Published: December 2023
Markets improve as interest rates settle
It finally happened! It really does now look like interest rates have peaked at last. Barring any sudden shocks, they look highly unlikely to go up again any time soon. As a result, stock and bond markets are delivering better results than we’ve seen for some time.
Central banks the US Federal Reserve and Bank of England left interest rates unchanged at the start of November, as inflation cooled on both sides of the Atlantic. There were comments about rates staying higher for longer, but the general market consensus is they won’t rise further.

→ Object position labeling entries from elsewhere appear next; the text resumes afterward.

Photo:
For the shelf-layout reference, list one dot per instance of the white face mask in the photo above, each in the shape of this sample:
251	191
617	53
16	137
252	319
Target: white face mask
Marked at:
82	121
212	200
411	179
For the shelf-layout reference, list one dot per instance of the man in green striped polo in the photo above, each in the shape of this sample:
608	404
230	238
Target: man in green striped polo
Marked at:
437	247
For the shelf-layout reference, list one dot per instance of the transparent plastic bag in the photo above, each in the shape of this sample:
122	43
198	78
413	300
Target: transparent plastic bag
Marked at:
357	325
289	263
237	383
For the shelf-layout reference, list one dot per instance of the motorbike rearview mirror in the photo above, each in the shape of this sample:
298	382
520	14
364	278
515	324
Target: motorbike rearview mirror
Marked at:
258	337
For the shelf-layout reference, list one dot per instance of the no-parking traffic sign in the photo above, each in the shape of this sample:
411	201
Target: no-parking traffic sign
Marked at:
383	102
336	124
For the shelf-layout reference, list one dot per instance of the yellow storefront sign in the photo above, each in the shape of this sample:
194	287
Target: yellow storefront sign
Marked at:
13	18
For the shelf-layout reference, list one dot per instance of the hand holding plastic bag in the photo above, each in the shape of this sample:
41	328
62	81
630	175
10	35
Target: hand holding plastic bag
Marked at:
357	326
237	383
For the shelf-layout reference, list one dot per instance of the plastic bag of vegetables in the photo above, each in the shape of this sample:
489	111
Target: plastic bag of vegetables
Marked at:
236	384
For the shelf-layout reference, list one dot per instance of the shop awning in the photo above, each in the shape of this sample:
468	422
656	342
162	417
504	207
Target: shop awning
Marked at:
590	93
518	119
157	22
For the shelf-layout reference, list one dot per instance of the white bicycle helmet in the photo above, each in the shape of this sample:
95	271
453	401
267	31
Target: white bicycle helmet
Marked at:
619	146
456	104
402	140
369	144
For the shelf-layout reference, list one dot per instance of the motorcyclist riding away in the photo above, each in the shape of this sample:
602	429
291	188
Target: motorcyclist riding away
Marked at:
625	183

Investor confidence increasing
Most of this year has been defined from an investment perspective by rising interest rates and inflation. Higher rates encourage people to save rather than spend while raising company borrowing costs, which all hits profits and share prices. Rising rates can also dent existing bond returns by making new bonds more attractive.

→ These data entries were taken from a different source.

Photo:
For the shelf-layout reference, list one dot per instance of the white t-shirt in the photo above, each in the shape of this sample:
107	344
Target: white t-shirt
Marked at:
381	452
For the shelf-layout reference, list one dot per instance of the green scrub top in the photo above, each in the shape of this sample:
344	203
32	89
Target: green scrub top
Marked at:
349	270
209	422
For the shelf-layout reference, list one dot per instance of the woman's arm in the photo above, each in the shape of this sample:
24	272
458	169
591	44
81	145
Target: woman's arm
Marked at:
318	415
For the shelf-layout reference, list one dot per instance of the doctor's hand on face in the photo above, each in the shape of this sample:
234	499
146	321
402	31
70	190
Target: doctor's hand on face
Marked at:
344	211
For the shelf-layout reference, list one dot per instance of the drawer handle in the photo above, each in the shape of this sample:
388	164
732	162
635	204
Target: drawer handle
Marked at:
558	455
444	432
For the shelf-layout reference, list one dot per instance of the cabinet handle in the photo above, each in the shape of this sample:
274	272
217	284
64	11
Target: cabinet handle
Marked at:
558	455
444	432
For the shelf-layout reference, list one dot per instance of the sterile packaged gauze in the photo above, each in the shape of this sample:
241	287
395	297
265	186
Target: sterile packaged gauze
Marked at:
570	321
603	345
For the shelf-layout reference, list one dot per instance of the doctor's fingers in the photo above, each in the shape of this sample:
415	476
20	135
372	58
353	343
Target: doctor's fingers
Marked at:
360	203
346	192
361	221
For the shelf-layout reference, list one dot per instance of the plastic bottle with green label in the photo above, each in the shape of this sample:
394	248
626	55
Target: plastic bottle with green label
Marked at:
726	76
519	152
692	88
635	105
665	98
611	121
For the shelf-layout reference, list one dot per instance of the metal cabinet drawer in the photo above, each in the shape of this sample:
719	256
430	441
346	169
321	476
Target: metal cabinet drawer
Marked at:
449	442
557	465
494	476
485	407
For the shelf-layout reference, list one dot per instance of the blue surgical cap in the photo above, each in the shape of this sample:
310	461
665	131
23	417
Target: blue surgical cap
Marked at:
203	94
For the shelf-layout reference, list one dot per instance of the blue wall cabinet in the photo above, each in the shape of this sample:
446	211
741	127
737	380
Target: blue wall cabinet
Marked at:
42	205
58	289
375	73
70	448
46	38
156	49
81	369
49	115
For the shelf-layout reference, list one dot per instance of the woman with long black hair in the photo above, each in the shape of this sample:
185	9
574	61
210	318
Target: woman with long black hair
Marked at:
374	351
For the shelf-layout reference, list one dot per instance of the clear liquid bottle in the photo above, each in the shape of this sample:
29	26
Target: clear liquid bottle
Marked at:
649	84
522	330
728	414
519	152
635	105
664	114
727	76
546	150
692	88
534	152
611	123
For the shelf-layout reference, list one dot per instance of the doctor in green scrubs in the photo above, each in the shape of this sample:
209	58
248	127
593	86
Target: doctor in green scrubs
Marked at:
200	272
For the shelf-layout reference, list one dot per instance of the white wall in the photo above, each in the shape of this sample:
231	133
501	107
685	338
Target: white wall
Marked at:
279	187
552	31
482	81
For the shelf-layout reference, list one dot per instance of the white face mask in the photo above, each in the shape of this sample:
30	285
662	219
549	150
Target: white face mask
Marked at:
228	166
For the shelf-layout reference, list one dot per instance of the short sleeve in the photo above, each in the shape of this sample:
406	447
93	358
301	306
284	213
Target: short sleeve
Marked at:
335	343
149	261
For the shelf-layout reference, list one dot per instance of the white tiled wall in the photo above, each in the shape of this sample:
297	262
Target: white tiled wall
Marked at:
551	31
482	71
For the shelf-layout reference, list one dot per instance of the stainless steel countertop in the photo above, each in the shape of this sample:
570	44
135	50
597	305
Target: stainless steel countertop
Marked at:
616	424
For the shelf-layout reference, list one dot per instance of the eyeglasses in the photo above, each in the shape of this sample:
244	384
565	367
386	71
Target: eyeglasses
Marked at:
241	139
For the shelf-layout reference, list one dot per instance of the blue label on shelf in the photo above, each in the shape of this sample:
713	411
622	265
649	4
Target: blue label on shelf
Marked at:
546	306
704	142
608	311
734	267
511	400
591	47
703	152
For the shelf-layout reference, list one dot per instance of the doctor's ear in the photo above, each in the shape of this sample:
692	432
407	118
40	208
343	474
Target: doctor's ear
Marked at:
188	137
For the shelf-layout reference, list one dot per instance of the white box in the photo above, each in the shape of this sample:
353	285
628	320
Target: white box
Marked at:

This made investors rather edgy for much of the year. But with inflation falling and interest rates peaking, their confidence is increasing.

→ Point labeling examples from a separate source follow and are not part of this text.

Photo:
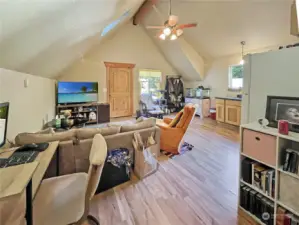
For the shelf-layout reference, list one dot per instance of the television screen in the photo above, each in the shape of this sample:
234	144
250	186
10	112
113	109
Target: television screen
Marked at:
77	92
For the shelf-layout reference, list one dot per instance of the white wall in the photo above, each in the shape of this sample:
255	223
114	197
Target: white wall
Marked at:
217	76
29	107
272	73
129	45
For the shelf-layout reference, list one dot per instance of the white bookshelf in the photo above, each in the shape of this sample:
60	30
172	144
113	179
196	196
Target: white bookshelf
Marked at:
257	190
281	141
252	216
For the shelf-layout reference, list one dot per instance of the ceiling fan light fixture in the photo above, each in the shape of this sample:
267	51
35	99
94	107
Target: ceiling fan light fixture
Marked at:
173	37
167	31
162	36
172	21
179	32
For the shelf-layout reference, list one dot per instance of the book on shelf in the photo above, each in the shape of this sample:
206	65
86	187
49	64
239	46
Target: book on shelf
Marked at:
280	216
264	179
291	161
256	204
284	217
246	169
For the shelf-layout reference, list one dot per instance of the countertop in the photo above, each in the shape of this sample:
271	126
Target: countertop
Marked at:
198	97
230	98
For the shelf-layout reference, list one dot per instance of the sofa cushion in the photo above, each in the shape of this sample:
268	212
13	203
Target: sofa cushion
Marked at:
87	133
48	130
151	122
28	138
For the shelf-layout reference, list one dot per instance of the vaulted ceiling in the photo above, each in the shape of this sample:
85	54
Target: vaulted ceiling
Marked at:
223	24
43	37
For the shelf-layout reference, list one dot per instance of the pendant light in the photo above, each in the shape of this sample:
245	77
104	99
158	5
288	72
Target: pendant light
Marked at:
242	60
162	36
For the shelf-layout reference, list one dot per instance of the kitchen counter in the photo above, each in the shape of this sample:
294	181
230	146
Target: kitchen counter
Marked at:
198	97
228	110
230	98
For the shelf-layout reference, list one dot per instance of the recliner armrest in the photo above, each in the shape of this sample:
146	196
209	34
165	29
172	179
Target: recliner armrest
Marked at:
167	120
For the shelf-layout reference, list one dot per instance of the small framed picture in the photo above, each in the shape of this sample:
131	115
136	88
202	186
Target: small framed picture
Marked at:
283	108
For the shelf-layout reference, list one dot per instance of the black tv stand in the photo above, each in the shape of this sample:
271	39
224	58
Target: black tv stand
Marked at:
83	110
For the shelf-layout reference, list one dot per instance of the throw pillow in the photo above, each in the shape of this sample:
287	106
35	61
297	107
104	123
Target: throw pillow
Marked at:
28	138
88	133
151	122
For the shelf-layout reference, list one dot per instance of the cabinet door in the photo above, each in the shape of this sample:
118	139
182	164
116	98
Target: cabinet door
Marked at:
232	115
220	112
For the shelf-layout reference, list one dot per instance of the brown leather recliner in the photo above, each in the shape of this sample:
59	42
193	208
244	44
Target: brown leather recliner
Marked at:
173	133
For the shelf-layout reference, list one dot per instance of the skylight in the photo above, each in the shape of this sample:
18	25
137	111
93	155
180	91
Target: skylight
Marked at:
114	23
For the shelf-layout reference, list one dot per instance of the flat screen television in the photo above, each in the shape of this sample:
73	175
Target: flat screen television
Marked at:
77	92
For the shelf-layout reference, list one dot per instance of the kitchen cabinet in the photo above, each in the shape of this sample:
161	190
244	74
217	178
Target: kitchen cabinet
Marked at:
203	109
220	113
228	111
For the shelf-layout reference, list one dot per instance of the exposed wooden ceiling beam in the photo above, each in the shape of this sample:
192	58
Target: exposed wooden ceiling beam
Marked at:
144	9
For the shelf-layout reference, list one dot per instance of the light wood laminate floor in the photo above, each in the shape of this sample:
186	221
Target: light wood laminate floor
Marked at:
199	187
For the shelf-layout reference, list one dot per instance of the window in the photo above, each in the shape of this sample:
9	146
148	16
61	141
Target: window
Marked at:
150	81
235	77
114	23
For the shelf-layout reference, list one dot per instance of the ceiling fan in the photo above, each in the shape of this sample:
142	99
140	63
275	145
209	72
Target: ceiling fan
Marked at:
171	28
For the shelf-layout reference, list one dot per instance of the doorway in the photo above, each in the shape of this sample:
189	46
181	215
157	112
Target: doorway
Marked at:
120	89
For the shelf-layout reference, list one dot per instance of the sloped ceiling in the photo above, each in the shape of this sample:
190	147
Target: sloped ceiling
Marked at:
43	37
223	24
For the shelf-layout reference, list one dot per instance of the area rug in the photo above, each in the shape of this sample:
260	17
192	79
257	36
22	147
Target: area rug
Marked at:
186	147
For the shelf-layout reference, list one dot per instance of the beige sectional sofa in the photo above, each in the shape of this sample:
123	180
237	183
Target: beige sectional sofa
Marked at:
75	144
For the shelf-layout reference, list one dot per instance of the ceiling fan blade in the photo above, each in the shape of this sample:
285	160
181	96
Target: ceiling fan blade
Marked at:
179	32
173	20
154	27
188	25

It’s not just about rising prices though. Another important factor heartening investors is the all-influential US economy remaining robust. A strong jobs market there means people still have jobs and money to spend. There’s growing optimism about Europe too, where the relatively weak economy is showing early signs of stabilising.
Lilian Chovin, Head of Asset Allocation at Coutts, the bank behind the Royal Bank Invest funds, says: “The scene is now set for markets to remain relatively positive until the end of the year. Risks remain though, such as high budget deficits and weakening jobs markets in many western countries, so we continue to monitor developments closely.”
Positive positioning in our funds
The experts at Coutts, who constantly keep a close eye on market dynamics, had seen the potential for the tide to turn in markets. As a result, they had already made changes within the Royal Bank Invest funds to reflect the brighter mood.
Within recent months, they bought more global stocks to benefit from improved market performance, and reduced their exposure to US government bonds.
When will UK interest rates fall?
Markets were mostly unaffected by UK Chancellor Jeremy Hunt’s Autumn Statement last month, largely because there were few real surprises.
The government’s National Insurance reductions and tax breaks for businesses were perhaps another sign of more positive times ahead though. The Chancellor’s moves to give people more money to spend show greater comfort with current inflation levels – their announcements would have been unthinkable earlier in the year.
It’s fair to say that challenges remain for the UK economy, however. UK GDP has been fairly weak for much of the year, and the Office for Budget Responsibility now expects it to grow by just 0.7% in 2024, down from its previous forecast of 1.8%.
So what does this all mean for interest rates?
Lilian says, “We believe UK inflation should continue to fall this year, offering some respite for investors, but the government’s recent tax cuts may slow its decline, giving the Bank of England another reason to keep interest rates higher for longer.
“So while an interest rate cut was widely expected in mid-2024, it might not come now until late next year.”